Apart from the Centre and states, which have raised their market borrowing plans for the current fiscal amid huge revenue shortfall, the Goods and Services Tax (GST) Council may also take an unprecedented step by resolving to tap the market to bridge the shortfall in compensation cess collection and ensure that states’ guaranteed revenue growth of 14% year-on-year is protected, government sources said. Borrowed funds could be repaid by extending collection of cess, which is now limited to five years till 2022, to one or two subsequent years.
The move is being contemplated after taking into consideration that raising tax rates by moving slabs to higher bracket to augment revenue might not be a feasible option at this juncture, given that all businesses have taken a hit due to the Covid-19 and an overall steep demand slump. Also, states may find it difficult to accept the idea of surrendering the guaranteed revenue growth and be content with available funds in the compensation cess kitty, sources said.
The finance ministry is staring at a Rs 48,000-crore deficit between compensation cess fund collection and states’ requirements. As things stand, the central government is still to release compensation funds to states for the December-March period of FY20. Total dues are estimated at around Rs 55,000 crore. However, despite dipping into cess fund surplus from earlier years (FY18 and FY19) and accounting for the full-year collections of last fiscal, the government is left with about Rs 7,000 crore only.
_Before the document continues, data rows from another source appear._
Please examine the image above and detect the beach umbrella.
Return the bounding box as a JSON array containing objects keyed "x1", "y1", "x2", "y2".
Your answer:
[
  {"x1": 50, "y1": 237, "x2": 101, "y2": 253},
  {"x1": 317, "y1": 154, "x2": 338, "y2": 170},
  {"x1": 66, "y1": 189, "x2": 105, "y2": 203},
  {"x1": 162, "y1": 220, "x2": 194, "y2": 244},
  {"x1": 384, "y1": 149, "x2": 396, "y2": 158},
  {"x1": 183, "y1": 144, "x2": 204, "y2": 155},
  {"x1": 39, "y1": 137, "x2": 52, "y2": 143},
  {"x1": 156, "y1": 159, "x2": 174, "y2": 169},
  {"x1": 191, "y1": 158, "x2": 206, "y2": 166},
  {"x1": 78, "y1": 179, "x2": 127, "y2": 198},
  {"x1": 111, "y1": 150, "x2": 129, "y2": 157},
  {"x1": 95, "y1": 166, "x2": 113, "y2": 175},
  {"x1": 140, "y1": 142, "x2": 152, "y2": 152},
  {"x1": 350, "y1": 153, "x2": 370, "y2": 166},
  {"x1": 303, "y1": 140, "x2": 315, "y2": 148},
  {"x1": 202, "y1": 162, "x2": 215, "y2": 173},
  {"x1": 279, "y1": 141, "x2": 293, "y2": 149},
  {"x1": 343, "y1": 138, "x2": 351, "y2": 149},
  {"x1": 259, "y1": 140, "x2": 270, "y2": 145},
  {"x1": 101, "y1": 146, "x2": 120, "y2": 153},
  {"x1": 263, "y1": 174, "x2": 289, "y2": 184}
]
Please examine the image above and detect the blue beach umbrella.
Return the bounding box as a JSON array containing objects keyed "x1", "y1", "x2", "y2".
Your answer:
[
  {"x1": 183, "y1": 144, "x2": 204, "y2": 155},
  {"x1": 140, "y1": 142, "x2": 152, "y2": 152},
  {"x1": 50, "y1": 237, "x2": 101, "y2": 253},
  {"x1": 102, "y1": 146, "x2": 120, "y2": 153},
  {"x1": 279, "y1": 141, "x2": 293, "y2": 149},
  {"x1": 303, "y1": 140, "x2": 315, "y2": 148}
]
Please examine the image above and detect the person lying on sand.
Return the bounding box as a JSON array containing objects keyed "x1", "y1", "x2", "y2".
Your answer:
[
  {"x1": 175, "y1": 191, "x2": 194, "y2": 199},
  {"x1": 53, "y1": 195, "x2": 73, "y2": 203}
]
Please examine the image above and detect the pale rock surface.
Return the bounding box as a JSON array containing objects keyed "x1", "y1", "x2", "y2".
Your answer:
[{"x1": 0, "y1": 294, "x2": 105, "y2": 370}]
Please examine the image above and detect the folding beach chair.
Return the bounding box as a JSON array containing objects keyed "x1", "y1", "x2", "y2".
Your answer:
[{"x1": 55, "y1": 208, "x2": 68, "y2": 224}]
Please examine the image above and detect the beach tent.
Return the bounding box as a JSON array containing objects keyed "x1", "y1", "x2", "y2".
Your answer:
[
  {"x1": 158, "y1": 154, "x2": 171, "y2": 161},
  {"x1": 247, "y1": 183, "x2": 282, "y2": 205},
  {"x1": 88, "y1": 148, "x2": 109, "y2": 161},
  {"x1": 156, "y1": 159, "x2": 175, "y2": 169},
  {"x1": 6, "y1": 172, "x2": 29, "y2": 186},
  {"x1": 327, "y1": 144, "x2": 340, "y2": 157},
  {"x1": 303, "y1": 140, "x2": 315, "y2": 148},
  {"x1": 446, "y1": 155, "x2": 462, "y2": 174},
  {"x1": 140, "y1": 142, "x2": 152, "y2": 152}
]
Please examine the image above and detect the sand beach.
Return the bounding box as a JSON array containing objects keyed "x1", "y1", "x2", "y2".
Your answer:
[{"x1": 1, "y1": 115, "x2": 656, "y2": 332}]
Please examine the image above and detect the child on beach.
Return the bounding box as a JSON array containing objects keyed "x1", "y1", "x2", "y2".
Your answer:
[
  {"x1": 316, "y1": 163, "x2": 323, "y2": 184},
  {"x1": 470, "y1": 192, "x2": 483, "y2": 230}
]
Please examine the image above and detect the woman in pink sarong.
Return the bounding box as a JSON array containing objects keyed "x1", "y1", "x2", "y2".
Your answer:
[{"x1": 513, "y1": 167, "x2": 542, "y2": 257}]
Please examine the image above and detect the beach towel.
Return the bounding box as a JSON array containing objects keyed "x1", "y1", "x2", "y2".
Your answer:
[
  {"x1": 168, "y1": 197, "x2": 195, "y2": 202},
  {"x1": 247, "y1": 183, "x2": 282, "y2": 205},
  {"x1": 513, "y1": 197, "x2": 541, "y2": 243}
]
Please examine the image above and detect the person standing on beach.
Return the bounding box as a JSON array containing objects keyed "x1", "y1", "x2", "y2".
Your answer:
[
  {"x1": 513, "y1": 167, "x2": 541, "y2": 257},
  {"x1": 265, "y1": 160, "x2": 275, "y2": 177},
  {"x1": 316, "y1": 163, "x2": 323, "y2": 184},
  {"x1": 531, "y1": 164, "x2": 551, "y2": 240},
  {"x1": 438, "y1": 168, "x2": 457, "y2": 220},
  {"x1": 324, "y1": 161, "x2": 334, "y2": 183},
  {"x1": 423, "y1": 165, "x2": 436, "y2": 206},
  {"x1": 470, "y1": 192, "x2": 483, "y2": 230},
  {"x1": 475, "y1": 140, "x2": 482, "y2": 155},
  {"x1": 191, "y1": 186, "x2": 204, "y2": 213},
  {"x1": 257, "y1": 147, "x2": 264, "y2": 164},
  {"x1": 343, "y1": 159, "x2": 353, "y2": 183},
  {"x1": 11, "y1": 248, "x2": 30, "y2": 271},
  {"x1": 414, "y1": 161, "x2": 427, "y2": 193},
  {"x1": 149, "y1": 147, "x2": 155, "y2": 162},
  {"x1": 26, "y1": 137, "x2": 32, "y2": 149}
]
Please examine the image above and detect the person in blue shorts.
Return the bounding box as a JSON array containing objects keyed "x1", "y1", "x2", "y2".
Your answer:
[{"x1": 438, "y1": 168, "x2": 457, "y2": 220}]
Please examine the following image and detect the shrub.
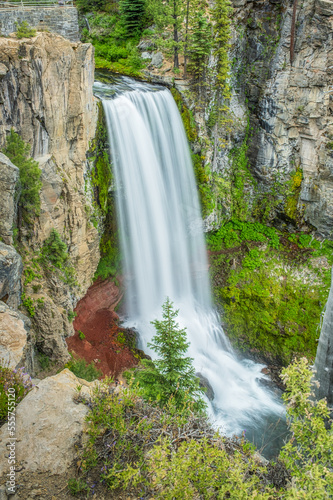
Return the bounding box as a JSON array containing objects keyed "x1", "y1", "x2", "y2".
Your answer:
[
  {"x1": 65, "y1": 355, "x2": 102, "y2": 382},
  {"x1": 0, "y1": 365, "x2": 33, "y2": 423},
  {"x1": 78, "y1": 330, "x2": 86, "y2": 340},
  {"x1": 15, "y1": 21, "x2": 36, "y2": 39},
  {"x1": 42, "y1": 229, "x2": 68, "y2": 268},
  {"x1": 280, "y1": 358, "x2": 333, "y2": 496}
]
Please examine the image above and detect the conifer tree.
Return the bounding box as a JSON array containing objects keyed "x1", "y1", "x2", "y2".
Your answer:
[
  {"x1": 136, "y1": 297, "x2": 206, "y2": 411},
  {"x1": 119, "y1": 0, "x2": 146, "y2": 35},
  {"x1": 212, "y1": 0, "x2": 232, "y2": 98}
]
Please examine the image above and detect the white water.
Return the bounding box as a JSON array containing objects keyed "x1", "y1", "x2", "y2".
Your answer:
[{"x1": 94, "y1": 77, "x2": 285, "y2": 451}]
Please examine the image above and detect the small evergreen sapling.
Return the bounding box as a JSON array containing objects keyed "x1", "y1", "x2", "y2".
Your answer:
[{"x1": 136, "y1": 297, "x2": 206, "y2": 411}]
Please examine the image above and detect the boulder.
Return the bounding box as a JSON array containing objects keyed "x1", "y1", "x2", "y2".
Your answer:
[
  {"x1": 0, "y1": 369, "x2": 97, "y2": 475},
  {"x1": 151, "y1": 52, "x2": 164, "y2": 68},
  {"x1": 0, "y1": 153, "x2": 19, "y2": 245},
  {"x1": 0, "y1": 302, "x2": 29, "y2": 369},
  {"x1": 32, "y1": 296, "x2": 71, "y2": 363},
  {"x1": 0, "y1": 242, "x2": 23, "y2": 310}
]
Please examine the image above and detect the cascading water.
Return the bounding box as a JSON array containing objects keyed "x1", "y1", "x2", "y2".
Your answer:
[{"x1": 94, "y1": 76, "x2": 286, "y2": 457}]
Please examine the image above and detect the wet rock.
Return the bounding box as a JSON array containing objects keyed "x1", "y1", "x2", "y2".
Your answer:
[
  {"x1": 0, "y1": 369, "x2": 96, "y2": 475},
  {"x1": 0, "y1": 63, "x2": 7, "y2": 78},
  {"x1": 137, "y1": 39, "x2": 156, "y2": 51},
  {"x1": 151, "y1": 52, "x2": 164, "y2": 68},
  {"x1": 141, "y1": 51, "x2": 152, "y2": 60},
  {"x1": 0, "y1": 153, "x2": 19, "y2": 245},
  {"x1": 0, "y1": 242, "x2": 23, "y2": 310},
  {"x1": 196, "y1": 372, "x2": 215, "y2": 401}
]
The sources said some states have demanded that the deficit be funded through the consolidated fund of India, but the finance ministry feels this would hamper the government’s own committed expenditures. Also, the
GST law is clear that the GST Council would take remedial measures in the event of any shortfall in the compensation cess fund.
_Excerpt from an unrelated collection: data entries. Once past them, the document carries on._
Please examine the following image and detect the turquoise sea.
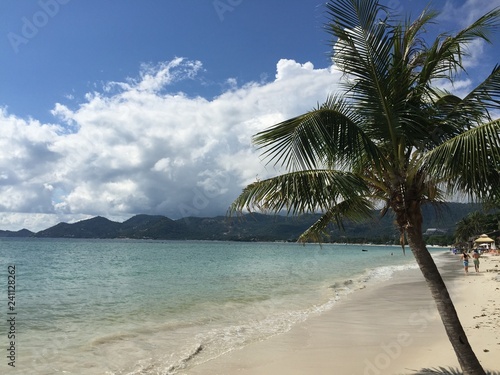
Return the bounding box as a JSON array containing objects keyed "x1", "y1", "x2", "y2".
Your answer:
[{"x1": 0, "y1": 238, "x2": 441, "y2": 375}]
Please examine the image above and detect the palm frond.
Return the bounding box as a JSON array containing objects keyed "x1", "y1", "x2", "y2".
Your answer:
[
  {"x1": 325, "y1": 0, "x2": 419, "y2": 157},
  {"x1": 459, "y1": 64, "x2": 500, "y2": 119},
  {"x1": 325, "y1": 0, "x2": 394, "y2": 104},
  {"x1": 453, "y1": 7, "x2": 500, "y2": 44},
  {"x1": 253, "y1": 95, "x2": 382, "y2": 171},
  {"x1": 417, "y1": 7, "x2": 500, "y2": 87},
  {"x1": 228, "y1": 170, "x2": 369, "y2": 216},
  {"x1": 325, "y1": 0, "x2": 385, "y2": 36},
  {"x1": 298, "y1": 197, "x2": 374, "y2": 243},
  {"x1": 402, "y1": 7, "x2": 439, "y2": 61},
  {"x1": 422, "y1": 119, "x2": 500, "y2": 198}
]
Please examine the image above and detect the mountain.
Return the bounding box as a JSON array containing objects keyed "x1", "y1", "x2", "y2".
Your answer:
[
  {"x1": 30, "y1": 202, "x2": 482, "y2": 243},
  {"x1": 35, "y1": 216, "x2": 122, "y2": 238},
  {"x1": 34, "y1": 213, "x2": 316, "y2": 241},
  {"x1": 0, "y1": 228, "x2": 34, "y2": 237}
]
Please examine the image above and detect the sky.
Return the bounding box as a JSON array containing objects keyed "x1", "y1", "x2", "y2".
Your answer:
[{"x1": 0, "y1": 0, "x2": 499, "y2": 232}]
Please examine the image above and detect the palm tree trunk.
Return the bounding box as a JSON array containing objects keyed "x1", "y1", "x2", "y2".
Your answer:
[{"x1": 405, "y1": 218, "x2": 486, "y2": 375}]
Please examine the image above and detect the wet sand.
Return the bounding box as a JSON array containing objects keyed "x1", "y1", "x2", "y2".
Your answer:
[{"x1": 185, "y1": 252, "x2": 500, "y2": 374}]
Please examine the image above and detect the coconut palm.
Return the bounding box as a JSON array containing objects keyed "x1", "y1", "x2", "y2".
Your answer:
[
  {"x1": 454, "y1": 211, "x2": 488, "y2": 246},
  {"x1": 229, "y1": 1, "x2": 500, "y2": 374}
]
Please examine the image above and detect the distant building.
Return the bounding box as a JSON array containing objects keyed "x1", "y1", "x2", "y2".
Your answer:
[{"x1": 424, "y1": 228, "x2": 447, "y2": 235}]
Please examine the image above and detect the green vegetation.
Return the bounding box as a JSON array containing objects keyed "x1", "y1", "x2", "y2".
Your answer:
[
  {"x1": 454, "y1": 210, "x2": 500, "y2": 248},
  {"x1": 21, "y1": 202, "x2": 479, "y2": 243}
]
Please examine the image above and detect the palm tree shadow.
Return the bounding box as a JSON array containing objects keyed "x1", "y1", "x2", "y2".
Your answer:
[{"x1": 406, "y1": 367, "x2": 500, "y2": 375}]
The GST Council in December last year had discussed several measures to boost tax collection, including just having two slabs of 10% and 20%, or moving items from 5% and 12% slabs to higher brackets, withdrawing exemptions on certain items, bringing high-end healthcare and education under GST ambit and reversing rate cuts on certain items that were brought down to 18% from 28%.
However, a consensus was elusive on these proposals even though states sought time to study the implication of some of these measures. Another proposal to impose cess on more items was rejected as the move would only result in additional revenue of Rs 2000-3000 crore/a year, not enough to bridge the deficit.
The GST law mandates that states be compensated for any shortfall in reaching a 14% revenue growth target, which is calculated on FY16 revenue base from taxes subsumed in GST. The compensation is to come from fund collected through cess imposed on certain luxury/sin items, which is paid bi-monthly and is to continue till 2022, the first five years of GST regime.
According to official data, the Centre released Rs 1.2 lakh crore in FY 20 as compensation, against collections of about Rs 95,000 crore. In FY19, collection stood at Rs 95,081 while disbursal was at Rs 69,275 crore. In FY18, the compensation payout was Rs 41,146 crore against collection of Rs 62,611 crore. The government had an unutilised cess fund of Rs 47,271 crore from FY18 and FY19, which it employed last fiscal to augment collections.